Initiative, a group of changes to make vendoring easier

plein · August 20, 2025, 8:25am

the usual vendoring workflow I have is

Recursively submodule all the dependencies into my git repo, which can be quite messy as my demands grow.
Recursively change all dependencies to use my vendored sources. Check cargo tree repeatedly do that until all dependencies use my vendored versions.
[patch] never worked for me. I didn't bother reading more on that. It's a UX problem.
Change dependencies to upstream, when I feel vendoring is not needed anymore, ie, from {path="./local_path"} to =version

the projects I worked on include GitHub - ple1n/nsproxy: Kernel-namespaces-based alternative to proxychains.

A couple problems exist here

The vendored crates tend to contain a [workspace]. They work okay when I use =version. They error when I use them as submodules, saying there are conflicting workspaces.
I don't want to use {git=, because I already have the repo checked out locally. Using {git= demands unnecessary roundtrips from local to remote.

I want a solution to all the problems. I vendored a lot. It's a recurring problem.

On a tangent, I have a preference for git submodules because they are inherently more decentralized. Centralized hosting tends to cause problems. Sometimes their sites go down etc. or block my IP.

I think its a pain to add and remove git submodules UX-wise too. Maybe cargo should interop with git to automatically do this submodule vendoring workflow.

I saw there is a command cargo vendor but I havent used it sorry.

jer · August 20, 2025, 9:21am

Then you should start there, as that specifically exists to vendor all dependencies locally in an automated way. Docs are available online too

pacak · August 20, 2025, 1:10pm

Using [patch] all the time, works great.

zackw · August 20, 2025, 1:30pm

Personally I would rather see effort put into changes to make vendoring less necessary; for example, changes to the core language to make it easy for an application to adapt to whatever versions of its dependencies happen to be available, rather than insisting on specific versions.

Vorpal · August 20, 2025, 3:52pm

The main thing to change would be some way to deal with the orphan rule.

plein · August 23, 2025, 8:58pm

I ran the command cargo vendor. It's absurd. It made a directories with all dependencies with no version control. Now git shows 10K+ files changed. Am I supposed to commit these 10K amount of bloat? And what if I want to merge changes into upstream?

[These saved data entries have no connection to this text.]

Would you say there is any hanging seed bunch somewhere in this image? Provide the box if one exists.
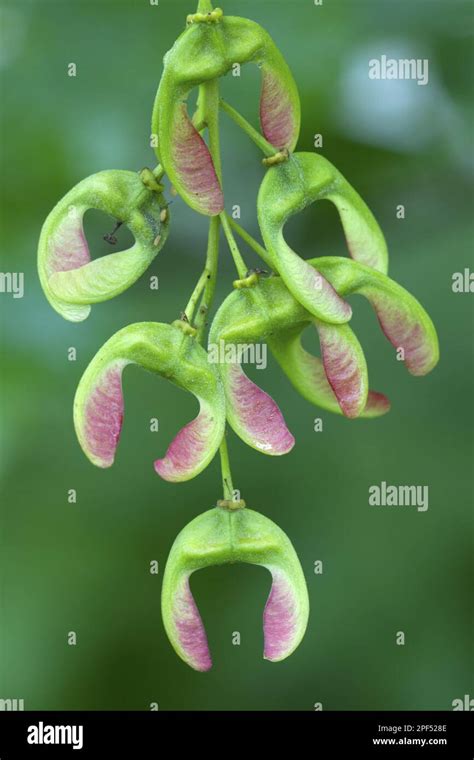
[38,1,439,671]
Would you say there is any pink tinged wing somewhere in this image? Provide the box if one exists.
[172,576,212,672]
[282,251,352,324]
[78,360,128,468]
[345,230,385,274]
[364,391,391,417]
[154,401,219,482]
[263,569,300,662]
[172,104,224,216]
[224,362,294,455]
[315,322,368,418]
[269,329,390,418]
[308,257,439,376]
[370,294,436,376]
[48,245,158,306]
[328,193,389,275]
[48,209,90,275]
[260,69,297,151]
[297,348,389,418]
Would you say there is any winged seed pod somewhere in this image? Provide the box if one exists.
[209,257,439,449]
[209,278,362,453]
[38,170,169,322]
[152,14,300,215]
[308,257,439,376]
[73,322,225,482]
[257,151,389,324]
[161,505,309,671]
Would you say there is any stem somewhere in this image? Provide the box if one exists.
[184,268,210,322]
[192,75,224,344]
[152,164,165,181]
[226,215,272,269]
[197,76,243,502]
[220,212,248,279]
[202,81,222,181]
[198,0,213,11]
[220,99,275,158]
[192,89,206,133]
[195,216,220,341]
[133,165,165,211]
[219,436,234,501]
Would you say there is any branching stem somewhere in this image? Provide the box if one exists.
[226,215,272,269]
[184,268,211,322]
[220,212,248,279]
[195,217,220,341]
[219,99,275,158]
[197,0,213,12]
[202,81,222,181]
[191,64,242,501]
[152,164,165,181]
[219,435,234,501]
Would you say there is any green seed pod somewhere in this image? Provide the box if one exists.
[257,151,389,323]
[209,276,369,452]
[209,257,439,443]
[161,505,309,671]
[38,170,169,322]
[74,322,225,482]
[152,15,300,216]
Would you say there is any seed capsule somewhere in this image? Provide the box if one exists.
[74,322,225,481]
[152,17,300,216]
[161,506,309,671]
[38,170,170,322]
[257,151,390,323]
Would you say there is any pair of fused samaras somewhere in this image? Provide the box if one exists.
[152,15,300,215]
[257,151,389,325]
[73,323,225,482]
[162,506,309,671]
[38,170,169,322]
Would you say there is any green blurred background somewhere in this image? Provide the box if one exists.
[0,0,473,711]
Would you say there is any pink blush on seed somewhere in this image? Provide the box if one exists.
[316,323,365,418]
[172,105,224,216]
[83,364,125,467]
[260,70,296,150]
[49,213,90,274]
[173,577,212,672]
[263,571,298,661]
[373,300,433,376]
[227,363,294,455]
[154,406,214,482]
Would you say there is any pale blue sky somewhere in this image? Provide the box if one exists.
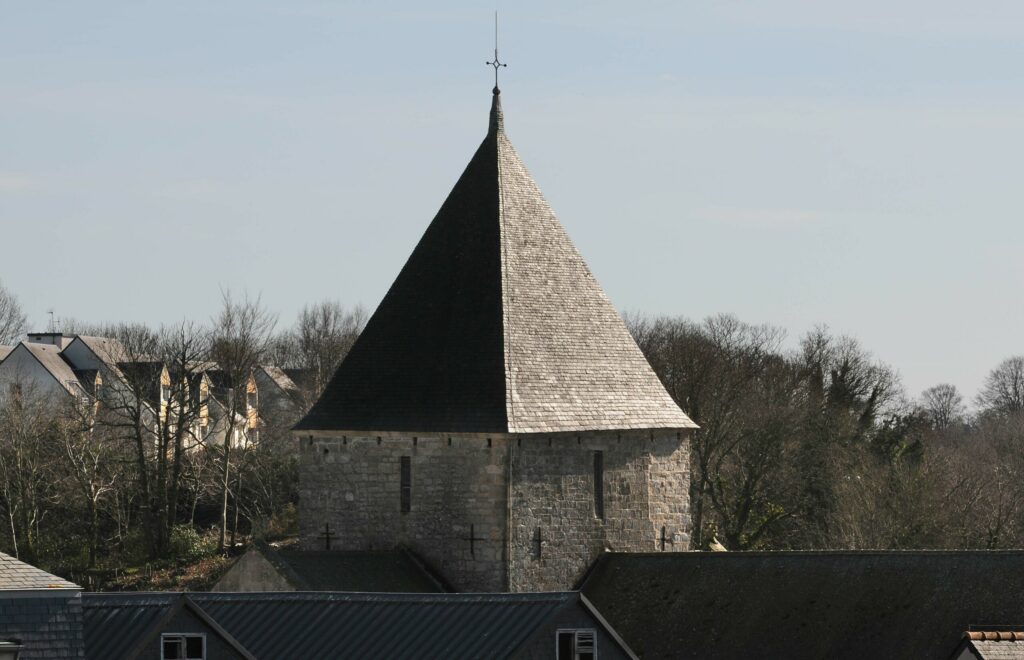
[2,2,1023,402]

I'm not sure what the person who wrote the feature intended me to do? This is absurd.

I want users to be able to use my software by cloning and building, full free software philosophy. And sure, the sources should be easily decentralized. Like every dependency is pinned with a merkle root hash. I'm an expert at this.

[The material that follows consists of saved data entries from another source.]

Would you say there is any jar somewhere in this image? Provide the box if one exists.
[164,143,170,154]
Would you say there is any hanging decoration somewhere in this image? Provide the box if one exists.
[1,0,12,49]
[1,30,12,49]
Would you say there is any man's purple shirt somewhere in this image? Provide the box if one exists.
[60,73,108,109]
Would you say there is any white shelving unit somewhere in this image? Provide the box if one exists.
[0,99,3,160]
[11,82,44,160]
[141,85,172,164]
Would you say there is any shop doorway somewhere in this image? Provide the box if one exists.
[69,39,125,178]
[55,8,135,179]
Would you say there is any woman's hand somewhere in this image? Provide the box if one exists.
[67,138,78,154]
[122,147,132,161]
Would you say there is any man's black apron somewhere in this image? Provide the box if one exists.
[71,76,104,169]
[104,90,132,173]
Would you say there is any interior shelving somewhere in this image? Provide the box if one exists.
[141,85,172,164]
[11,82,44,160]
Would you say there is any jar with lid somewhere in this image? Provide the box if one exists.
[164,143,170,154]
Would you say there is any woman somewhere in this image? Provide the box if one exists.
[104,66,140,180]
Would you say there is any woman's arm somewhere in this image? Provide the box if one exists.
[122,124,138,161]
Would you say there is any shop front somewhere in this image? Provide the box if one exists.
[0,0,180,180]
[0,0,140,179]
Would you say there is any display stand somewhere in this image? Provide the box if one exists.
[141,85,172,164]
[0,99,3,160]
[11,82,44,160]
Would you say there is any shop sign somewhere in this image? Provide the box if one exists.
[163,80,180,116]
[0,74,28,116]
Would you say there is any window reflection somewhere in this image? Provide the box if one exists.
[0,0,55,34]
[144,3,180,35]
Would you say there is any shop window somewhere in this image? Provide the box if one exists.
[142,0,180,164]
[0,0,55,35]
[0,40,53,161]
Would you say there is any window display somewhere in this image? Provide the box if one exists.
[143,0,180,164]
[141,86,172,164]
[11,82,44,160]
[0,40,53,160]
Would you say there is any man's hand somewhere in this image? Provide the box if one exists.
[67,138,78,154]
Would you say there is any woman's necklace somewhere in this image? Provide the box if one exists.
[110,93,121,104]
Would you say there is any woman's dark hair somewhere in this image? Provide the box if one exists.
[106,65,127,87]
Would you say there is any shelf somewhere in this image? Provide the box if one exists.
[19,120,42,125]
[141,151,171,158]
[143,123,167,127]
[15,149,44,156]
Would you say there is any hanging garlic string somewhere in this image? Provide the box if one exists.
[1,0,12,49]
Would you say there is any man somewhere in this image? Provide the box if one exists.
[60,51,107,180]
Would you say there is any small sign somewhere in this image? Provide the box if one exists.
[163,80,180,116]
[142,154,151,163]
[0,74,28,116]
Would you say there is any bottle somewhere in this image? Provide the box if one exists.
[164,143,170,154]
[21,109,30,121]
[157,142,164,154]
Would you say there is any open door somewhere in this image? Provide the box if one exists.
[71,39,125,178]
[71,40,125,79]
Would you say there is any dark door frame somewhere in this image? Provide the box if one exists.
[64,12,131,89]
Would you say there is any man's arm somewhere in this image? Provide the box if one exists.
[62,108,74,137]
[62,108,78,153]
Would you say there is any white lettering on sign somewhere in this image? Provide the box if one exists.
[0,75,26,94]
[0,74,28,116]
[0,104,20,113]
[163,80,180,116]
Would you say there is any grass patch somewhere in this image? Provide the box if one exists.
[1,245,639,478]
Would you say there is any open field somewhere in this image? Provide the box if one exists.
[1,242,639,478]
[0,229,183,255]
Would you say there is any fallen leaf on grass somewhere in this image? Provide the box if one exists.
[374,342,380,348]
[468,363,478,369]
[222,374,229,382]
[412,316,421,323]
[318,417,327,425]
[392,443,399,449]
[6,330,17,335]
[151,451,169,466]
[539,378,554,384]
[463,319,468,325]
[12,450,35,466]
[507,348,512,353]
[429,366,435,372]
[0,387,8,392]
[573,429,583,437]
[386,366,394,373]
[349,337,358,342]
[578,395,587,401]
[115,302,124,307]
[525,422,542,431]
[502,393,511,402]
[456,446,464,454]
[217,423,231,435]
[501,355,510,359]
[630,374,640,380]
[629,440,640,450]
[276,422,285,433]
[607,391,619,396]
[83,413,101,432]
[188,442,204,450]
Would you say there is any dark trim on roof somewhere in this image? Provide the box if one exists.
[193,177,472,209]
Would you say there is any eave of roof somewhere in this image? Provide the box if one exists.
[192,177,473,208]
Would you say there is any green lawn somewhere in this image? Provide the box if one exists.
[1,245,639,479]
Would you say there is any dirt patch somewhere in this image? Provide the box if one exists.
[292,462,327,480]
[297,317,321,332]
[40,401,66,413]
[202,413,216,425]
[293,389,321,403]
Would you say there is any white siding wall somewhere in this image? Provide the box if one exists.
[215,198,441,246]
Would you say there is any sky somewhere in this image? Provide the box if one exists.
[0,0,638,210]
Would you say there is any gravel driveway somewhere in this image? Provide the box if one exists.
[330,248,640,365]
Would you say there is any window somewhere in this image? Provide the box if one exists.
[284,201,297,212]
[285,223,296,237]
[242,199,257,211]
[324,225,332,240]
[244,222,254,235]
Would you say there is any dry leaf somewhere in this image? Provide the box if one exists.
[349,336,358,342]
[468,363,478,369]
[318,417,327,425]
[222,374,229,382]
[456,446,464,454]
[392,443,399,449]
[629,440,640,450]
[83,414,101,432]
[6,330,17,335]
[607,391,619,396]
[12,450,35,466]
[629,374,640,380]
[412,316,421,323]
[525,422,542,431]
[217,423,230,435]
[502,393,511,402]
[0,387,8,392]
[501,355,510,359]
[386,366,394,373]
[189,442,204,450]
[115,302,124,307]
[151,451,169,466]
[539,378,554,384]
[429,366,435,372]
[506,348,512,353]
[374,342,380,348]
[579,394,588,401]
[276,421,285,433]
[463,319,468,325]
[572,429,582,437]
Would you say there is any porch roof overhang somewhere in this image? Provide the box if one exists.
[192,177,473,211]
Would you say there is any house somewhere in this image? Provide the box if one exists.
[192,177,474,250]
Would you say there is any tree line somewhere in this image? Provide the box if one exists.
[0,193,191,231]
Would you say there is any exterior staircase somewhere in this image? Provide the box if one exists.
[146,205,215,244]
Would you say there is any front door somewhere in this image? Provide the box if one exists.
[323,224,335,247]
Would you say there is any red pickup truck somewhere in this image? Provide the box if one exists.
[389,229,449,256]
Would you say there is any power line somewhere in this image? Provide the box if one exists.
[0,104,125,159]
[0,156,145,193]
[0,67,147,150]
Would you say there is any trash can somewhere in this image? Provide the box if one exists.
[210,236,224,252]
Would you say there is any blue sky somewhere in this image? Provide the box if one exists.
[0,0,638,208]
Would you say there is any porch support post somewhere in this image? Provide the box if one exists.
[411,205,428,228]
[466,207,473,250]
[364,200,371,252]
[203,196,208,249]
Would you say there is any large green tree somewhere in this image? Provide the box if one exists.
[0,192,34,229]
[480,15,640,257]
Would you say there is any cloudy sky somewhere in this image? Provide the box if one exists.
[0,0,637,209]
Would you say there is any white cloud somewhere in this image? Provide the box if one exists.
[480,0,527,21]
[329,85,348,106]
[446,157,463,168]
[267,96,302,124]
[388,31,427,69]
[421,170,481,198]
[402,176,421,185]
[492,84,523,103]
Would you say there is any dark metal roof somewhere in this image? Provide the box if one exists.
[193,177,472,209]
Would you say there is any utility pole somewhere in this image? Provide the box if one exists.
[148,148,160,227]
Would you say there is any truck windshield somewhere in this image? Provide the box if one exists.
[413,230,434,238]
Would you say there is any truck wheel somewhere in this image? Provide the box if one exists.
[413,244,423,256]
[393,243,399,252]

zackw · August 23, 2025, 10:14pm

Pinning dependencies without a very good reason, and a documented plan for when to stop pinning them, is exactly the sort of thing I want to see Rust, and the industry at large, move away from.

More generally, the question I feel I need to ask you is, why do you think you need to vendor at all? What are these library packages that add up to 10KLOC that you can't use as normal dependencies, what's wrong with them, and what's stopping you from working around the problems from within your own code?

Vorpal · August 23, 2025, 10:21pm

Copying code into your code is the definition of vendoring. What did you expect?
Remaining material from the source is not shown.